No BB, um plano da instituição financeira de enxugar um pouco a rede física foi um dos motivos que levaram à queda do então presidente, André Brandão, em 2021, durante o governo do ex-presidente Jair Bolsonaro (PL). Na ocasião, ainda em janeiro daquele ano, o então mandatário da República decidiu que o demitiria devido ao plano de reestruturação do banco, que envolvia o fechamento de agências. Bolsonaro voltou atrás, mas o executivo acabou saindo algum tempo depois.
De acordo com dados do último balanço financeiro, o BB encerrou 2022 com 3.983 agências, número que é até superior ao de 2021, quando o banco contava com 3.979 unidades.
Além das agências, existem no país 11.593 postos de atendimento (PA). Em 2018, eram 10.914, ou seja, houve uma alta de 679 (ou 6,2%) no período. Os PAs são estruturas mais simples, subordinados a uma agência, e não contam, por exemplo, com serviços como câmbio, operações de tesouraria, fundos de investimentos para clientes qualificados, entre outros. Muitos nem são abertos ao público geral, e sim voltados ao atendimento dentro de empresas, repartições públicas, universidades etc.
Em paralelo a esses modelos de atendimento físico tradicionais, os bancos vêm convertendo antigas agências em lojas, com estrutura ainda mais simples que a de um PA. São locais voltados unicamente ao relacionamento comercial com clientes e a serviços de assessoria financeira. Dessa forma, reduzem gastos.
Não há um dado consolidado sobre essas lojas. Em relação às estruturas tradicionais, no Itaú Unibanco, em dezembro, havia 2.786 agências e 657 PAs, ante 3.530 agências e 703 postos há cinco anos. No Bradesco, eram 2.864 agências e 3.524 postos, ante 4.617 agências e 3.824 postos. E no Santander, eram 1.701 agências e 1.266 postos, de 2.283 e 1.267.

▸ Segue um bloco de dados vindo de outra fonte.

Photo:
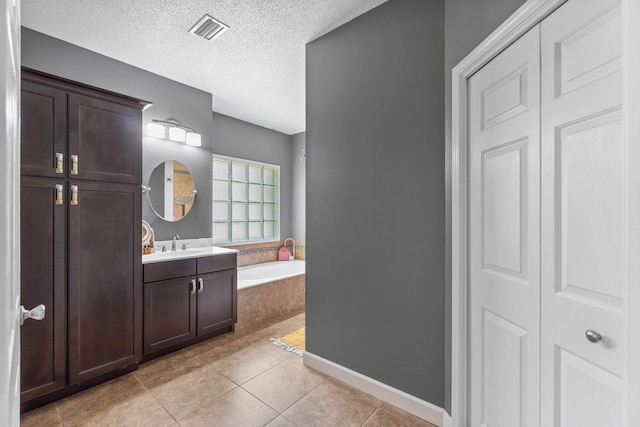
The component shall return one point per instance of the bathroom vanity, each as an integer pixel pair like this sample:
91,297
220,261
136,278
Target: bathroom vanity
81,250
188,296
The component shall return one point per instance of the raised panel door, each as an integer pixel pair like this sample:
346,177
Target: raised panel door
43,138
585,215
105,279
105,137
43,278
504,238
217,301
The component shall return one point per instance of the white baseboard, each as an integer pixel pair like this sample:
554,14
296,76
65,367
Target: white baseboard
446,419
418,407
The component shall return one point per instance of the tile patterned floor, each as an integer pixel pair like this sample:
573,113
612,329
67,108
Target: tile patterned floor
237,379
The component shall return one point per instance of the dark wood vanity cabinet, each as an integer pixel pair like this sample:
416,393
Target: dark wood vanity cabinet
188,300
80,236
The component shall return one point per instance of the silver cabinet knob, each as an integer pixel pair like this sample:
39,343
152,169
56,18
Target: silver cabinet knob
593,336
36,313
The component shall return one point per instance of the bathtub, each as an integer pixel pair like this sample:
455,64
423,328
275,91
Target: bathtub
258,274
268,290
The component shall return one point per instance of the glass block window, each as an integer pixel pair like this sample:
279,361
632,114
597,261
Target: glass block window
245,200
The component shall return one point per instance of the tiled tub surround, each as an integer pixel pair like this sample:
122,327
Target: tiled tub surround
273,297
256,253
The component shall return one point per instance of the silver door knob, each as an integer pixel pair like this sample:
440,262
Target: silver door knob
36,313
593,336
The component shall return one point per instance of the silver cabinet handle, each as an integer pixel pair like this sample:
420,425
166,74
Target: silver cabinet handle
593,336
59,194
36,313
59,163
74,164
74,195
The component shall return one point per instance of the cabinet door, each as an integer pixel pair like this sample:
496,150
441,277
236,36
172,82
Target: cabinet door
43,130
106,138
217,301
169,313
42,277
105,279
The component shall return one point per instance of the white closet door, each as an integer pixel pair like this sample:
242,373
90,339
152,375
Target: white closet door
584,215
504,238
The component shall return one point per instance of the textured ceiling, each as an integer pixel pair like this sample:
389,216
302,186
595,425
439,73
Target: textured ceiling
255,70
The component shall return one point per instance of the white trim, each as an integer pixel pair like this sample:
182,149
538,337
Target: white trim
418,407
529,15
446,420
10,215
631,112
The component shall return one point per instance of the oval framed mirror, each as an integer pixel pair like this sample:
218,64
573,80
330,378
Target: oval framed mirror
172,190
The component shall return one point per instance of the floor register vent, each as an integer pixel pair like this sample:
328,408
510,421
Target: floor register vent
209,28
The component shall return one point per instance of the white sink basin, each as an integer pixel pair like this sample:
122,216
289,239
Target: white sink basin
189,253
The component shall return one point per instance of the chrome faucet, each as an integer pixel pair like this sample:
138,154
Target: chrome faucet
294,246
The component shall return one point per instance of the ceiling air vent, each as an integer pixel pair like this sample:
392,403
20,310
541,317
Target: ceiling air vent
209,28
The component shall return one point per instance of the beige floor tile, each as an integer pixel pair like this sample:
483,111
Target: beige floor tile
47,416
190,391
382,418
282,385
123,401
281,422
406,416
355,393
236,379
236,408
329,406
167,368
240,367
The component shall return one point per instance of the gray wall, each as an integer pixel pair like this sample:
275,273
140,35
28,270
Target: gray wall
236,138
190,106
375,196
299,182
467,24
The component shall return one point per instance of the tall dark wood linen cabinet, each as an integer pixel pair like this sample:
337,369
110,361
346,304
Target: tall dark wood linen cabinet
81,170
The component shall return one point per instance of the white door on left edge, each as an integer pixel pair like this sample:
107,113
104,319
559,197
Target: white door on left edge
504,238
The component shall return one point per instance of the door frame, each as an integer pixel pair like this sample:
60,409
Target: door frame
525,18
10,58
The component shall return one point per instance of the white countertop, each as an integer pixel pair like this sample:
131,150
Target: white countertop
189,253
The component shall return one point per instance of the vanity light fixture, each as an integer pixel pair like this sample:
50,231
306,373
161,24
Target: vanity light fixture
174,131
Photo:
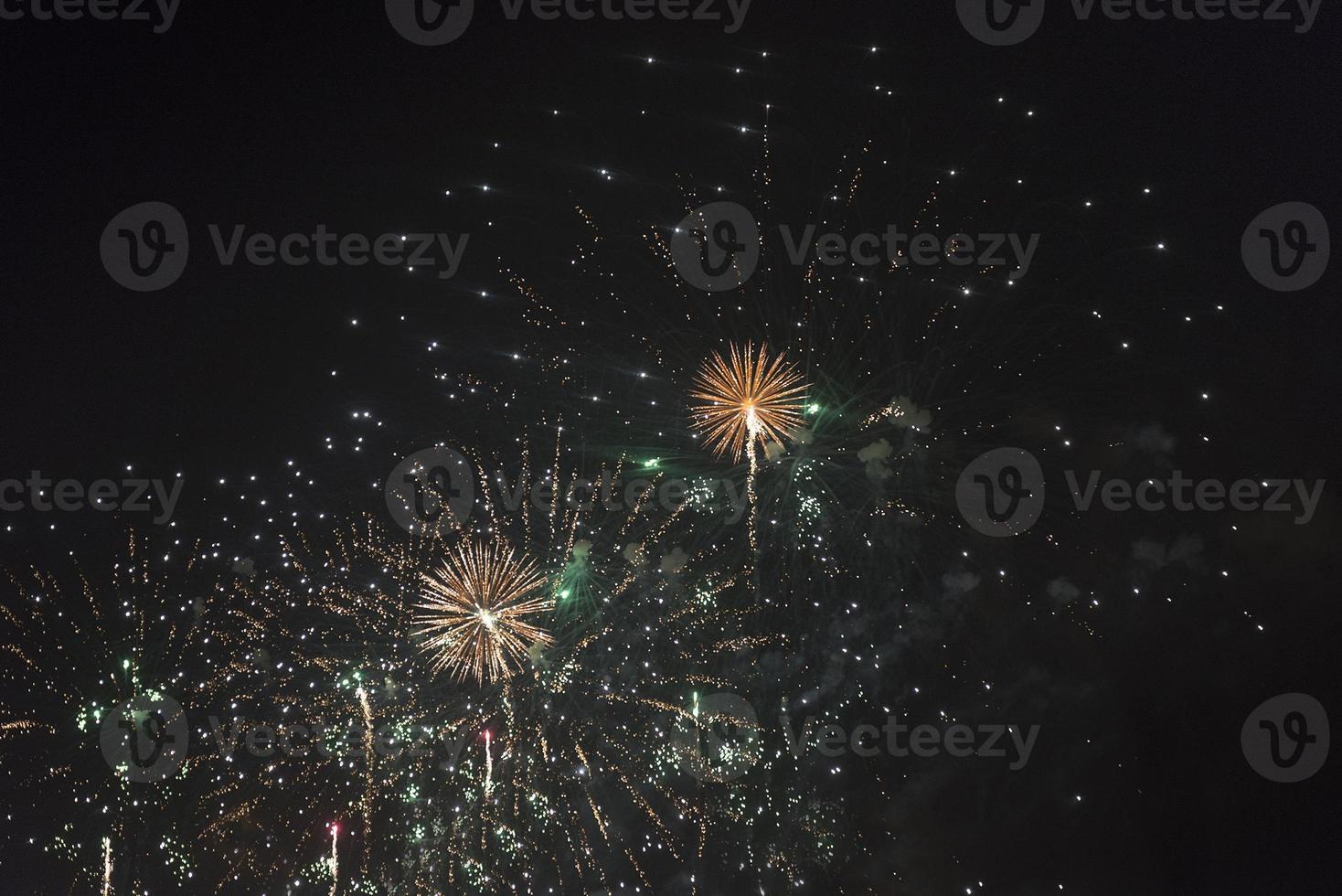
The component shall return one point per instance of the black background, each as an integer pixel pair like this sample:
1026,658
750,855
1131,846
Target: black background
287,114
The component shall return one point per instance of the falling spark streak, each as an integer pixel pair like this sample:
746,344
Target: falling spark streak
106,867
489,764
369,784
335,860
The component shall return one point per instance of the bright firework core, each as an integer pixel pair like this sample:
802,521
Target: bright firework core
746,396
476,608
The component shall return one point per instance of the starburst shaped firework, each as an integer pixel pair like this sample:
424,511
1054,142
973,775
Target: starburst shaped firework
476,612
746,396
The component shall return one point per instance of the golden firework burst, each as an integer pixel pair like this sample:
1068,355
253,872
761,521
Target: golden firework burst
745,396
476,609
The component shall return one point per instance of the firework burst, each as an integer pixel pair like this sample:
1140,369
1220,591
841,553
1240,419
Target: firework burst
476,611
745,399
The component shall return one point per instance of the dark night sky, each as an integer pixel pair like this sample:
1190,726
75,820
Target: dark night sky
289,114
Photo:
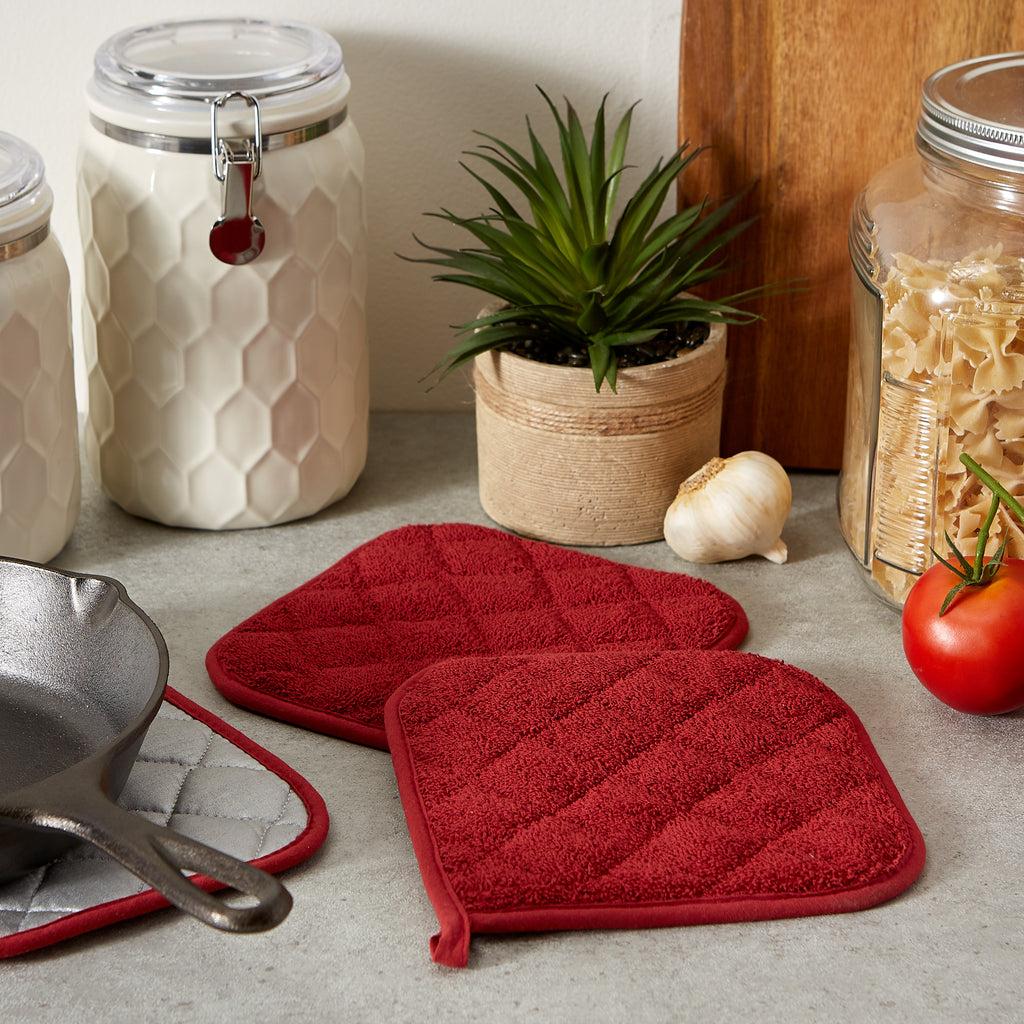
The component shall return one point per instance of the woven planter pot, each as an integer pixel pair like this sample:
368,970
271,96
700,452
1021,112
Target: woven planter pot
561,462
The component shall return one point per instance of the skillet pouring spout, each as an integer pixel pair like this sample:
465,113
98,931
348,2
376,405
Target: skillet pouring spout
76,806
83,672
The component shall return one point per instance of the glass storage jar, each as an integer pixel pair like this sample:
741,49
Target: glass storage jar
40,476
221,211
937,329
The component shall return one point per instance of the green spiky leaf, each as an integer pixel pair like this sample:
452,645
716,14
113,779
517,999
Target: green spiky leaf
551,250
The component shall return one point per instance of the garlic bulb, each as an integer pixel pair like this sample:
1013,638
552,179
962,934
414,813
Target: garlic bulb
731,508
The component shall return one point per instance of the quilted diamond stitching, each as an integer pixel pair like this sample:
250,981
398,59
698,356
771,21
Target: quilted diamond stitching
85,877
338,645
767,775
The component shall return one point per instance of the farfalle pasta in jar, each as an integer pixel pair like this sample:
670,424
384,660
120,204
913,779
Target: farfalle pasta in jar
937,329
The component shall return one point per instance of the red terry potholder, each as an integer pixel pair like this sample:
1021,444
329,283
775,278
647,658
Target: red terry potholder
330,653
628,788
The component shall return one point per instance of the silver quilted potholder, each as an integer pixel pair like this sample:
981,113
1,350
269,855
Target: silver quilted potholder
187,777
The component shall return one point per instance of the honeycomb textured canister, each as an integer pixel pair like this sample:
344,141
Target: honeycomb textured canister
224,396
40,478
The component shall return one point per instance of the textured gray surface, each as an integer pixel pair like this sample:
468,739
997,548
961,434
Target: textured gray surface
186,777
354,947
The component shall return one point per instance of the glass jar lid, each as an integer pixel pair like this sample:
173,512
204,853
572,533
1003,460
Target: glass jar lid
163,78
974,112
25,198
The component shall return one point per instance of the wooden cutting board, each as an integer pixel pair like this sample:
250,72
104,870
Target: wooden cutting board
809,98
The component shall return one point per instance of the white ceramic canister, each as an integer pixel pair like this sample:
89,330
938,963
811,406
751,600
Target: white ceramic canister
40,476
222,218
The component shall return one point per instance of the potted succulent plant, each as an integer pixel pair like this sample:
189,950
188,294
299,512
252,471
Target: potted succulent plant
598,373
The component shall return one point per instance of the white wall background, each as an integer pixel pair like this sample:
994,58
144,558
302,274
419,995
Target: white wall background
425,74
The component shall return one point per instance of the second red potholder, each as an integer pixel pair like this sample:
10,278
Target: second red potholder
631,788
330,653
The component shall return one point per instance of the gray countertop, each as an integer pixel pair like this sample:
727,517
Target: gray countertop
354,947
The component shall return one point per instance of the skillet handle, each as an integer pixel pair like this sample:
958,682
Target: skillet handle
158,856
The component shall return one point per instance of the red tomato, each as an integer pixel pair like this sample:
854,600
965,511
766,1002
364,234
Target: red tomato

A Febraban afirma, em nota, que as instituições “estão adequando suas estruturas à nova realidade do mercado”, em que a utilização dos canais digitais de atendimento vem ganhando espaço. “O número de postos de atendimento bancário em operação no Brasil tem se mantido estável ao longo dos últimos anos. Na comparação entre 2020 e 2021, último dado disponível do levantamento, esse número variou de 37,8 mil para 37,5 mil, de acordo com a última edição da Pesquisa Febraban de Tecnologia Bancária.”